Olajide Olaore & Ors. V. Titus Adigun Oke (1987)
LawGlobal-Hub Lead Judgment Report
CRAIG, J.S.C.
On the 12th of October 1987, after hearing oral arguments from learned Counsel the court allowed this appeal and adjourned till today 4th December 1987 to give reasons for the judgment. I now give my reasons for agreeing that the appeal be allowed.
The scope of this appeal falls within a narrow compass and it is whether an appeal can be determined by an order made under a rule of court which was not in existence at the time that the order was made.
The undisputed facts of this case are that when this matter came up before the lower court at one of the preliminary hearings, the presiding Justice made the following order:-
“Chief A.M.O. Akande for Appellant
K. S. Sofola for Respondent
Court: In view of the new grounds of appeal now filed which are very detailed, the parties agree to file brief of argument and exchange same in this appeal which is now fixed for 13th March 1985.
(SGD.) ADENEKAN ADEMOLA.”
The appeal eventually came up for hearing before a different panel presided over by Nnaemeka-Agu J.C.A., (as he then was).
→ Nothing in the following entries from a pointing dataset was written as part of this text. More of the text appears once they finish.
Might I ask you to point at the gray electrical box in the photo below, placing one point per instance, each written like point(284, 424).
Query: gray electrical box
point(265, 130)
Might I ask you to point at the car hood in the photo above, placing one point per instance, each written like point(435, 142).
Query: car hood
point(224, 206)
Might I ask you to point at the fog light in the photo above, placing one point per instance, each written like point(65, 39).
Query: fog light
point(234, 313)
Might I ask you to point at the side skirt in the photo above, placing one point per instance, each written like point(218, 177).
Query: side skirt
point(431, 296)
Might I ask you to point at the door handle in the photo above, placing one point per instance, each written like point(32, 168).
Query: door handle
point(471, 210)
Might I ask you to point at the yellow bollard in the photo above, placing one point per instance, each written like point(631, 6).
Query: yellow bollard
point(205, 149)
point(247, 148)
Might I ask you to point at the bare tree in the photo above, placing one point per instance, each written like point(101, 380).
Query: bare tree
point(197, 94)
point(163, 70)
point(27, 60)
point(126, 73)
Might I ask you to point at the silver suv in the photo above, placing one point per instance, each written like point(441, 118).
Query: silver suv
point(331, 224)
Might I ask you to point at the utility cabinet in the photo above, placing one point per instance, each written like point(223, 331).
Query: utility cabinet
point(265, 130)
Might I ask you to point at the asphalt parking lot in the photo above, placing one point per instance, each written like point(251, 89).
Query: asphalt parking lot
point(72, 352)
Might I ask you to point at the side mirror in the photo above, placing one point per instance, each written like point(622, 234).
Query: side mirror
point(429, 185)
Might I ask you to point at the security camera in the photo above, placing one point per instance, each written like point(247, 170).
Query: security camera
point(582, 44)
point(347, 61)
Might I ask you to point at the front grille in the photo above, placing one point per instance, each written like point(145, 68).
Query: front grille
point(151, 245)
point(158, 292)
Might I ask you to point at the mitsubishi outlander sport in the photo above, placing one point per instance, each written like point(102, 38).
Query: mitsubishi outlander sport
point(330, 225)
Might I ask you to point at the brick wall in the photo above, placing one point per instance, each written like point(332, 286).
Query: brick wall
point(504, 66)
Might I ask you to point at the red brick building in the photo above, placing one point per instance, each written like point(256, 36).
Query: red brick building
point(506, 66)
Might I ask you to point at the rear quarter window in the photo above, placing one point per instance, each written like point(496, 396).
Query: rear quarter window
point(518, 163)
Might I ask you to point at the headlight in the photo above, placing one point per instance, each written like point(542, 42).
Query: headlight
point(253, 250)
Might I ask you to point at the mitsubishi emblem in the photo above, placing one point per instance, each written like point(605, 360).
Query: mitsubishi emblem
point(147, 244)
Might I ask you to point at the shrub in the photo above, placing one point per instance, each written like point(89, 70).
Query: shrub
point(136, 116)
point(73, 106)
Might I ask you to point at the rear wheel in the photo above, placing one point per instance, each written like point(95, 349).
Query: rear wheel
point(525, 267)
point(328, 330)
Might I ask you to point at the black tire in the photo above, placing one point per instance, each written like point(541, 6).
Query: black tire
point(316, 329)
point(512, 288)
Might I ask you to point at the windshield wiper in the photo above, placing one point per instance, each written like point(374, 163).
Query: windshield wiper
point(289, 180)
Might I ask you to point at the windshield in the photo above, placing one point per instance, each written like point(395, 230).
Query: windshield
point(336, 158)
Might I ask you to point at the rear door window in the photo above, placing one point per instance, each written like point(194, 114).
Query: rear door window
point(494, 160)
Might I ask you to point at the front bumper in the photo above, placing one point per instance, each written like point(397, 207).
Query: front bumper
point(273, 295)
On that day neither the appellant nor his counsel was present and what is more, no brief of argument had been filed as agreed by the parties. The Respondent’s Counsel therefore applied that the appeal be dismissed under Order 6 Rule 10 of the Court of Appeal (Amendment) Rules 1984.
The Court acceded to the request and accordingly dismissed the appeal. The appellants have appealed to this Court against that order, and in the only ground of appeal filed they complained that:
“The learned Justices of Appeal erred in law in making an order for the dismissal of the appeal for want of prosecution, on the grounds that brief of argument have not been filed by the appellant as agreed by the parties, when by and under section 1(2) of the Court of Appeal (Amendment) Rules 1984, the parties are not by law enjoined or obligated to file such or any brief of argument nor does any provision of the law or Rules of Court allow for the filing of brief of argument by agreement of parties.”
In his brief of argument, the appellants’ Counsel stated that he did not understand the order made by the Court to mean that he was to file a brief of arguments. According to him, he thought that what the Court said was that his grounds of appeal were so detailed that there was no need to file any brief. Counsel then submitted that as at 30th May 1984, when the appeal was listed for hearing, the Court of Appeal (Amendment) Rules 1984 which made the filing of briefs mandatory were not then in force, and the lower Court was in error to have dismissed the appeal for failure to file briefs.
Counsel then formulated one issue for determination and that is:-
Whether or not, having regard to Section 1(2) of the Court of Appeal (Amendment) Rules 1984, the order of dismissal made by the Court of Appeal should be set aside and the substantive appeal remitted to that Court for a hearing of the appeal on the merits.”